Most anime fans know that there are a whole bunch of seasons of The Slayers, so this first one couldn’t end any other way than with Lina coming out on top. As with Rezo, Lina has to kill Copy Rezo in order to stop him. With the help of some magical macguffins, she mortally wounds him. After displaying some denial about his loss that is actually kinda uncomfortable to watch, the fake asks Lina why he lost. The diminutive enchantress, as serious as we see her at any point in the season, explains to him that he has betrayed his own philosophy. He is so entirely absorbed in transcending Rezo, that he could not get out of his original’s shadow. His life becomes defined by the thing he wants to divorce it from because he pours that life completely into being superior to that thing. In order to create a meaningful existence entirely apart from Rezo, Copy Rezo needed to create his own life and experiences. Yet, all he is able to do is “stare at Rezo’s back.” He could never see beyond his own arbitrary boundaries as an imitation.
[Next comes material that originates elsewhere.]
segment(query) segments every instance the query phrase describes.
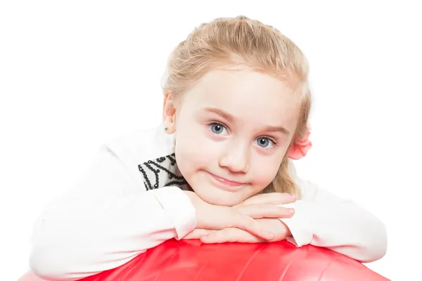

An ancient and magical tree called Flagoon plays a part in defeating Copy Rezo, and the vanquished mage asks to be buried beneath it. In this way, his life and death can serve as lessons for those who participated in the battle. Flagoon overcomes its circumstances to be reborn and grow anew. Copy Rezo, on the other hand, could not prevail against his own internal, emotional crises.
Several of these moments are probably going to stick with me for a while, and there is quite a bit of food for thought here. In a way, it almost feels like I was the first person to have ever seen this arc because I’ve not heard a single soul mention it. Granted, it’s certainly not what The Slayers is known for or reputed to be good at, and it’s likely not what the viewer is approaching the series to get. But, the arc is executed so well and not in a way that detracts from the show’s brand of humor. Nor is it too tonally jarring because, rather than suddenly jumping into a new mood headfirst, The Slayers has the good sense to step into it gradually while not forgetting about why people are watching in the first place.
Anime fans can miss out on stuff like this final arc of The Slayers when they choose to only engage with a show through a tweet or a clip. Anime critics, myself very much included, can be too quick to definitively write a show off, which can have a ripple effect within the community. It’s a difficult balancing act to allow shows the room to unfold while not wasting time on media we find unappealing. Regardless of where we draw the line, though, giving anime second chances to impress us might result in some pretty amazing revelations.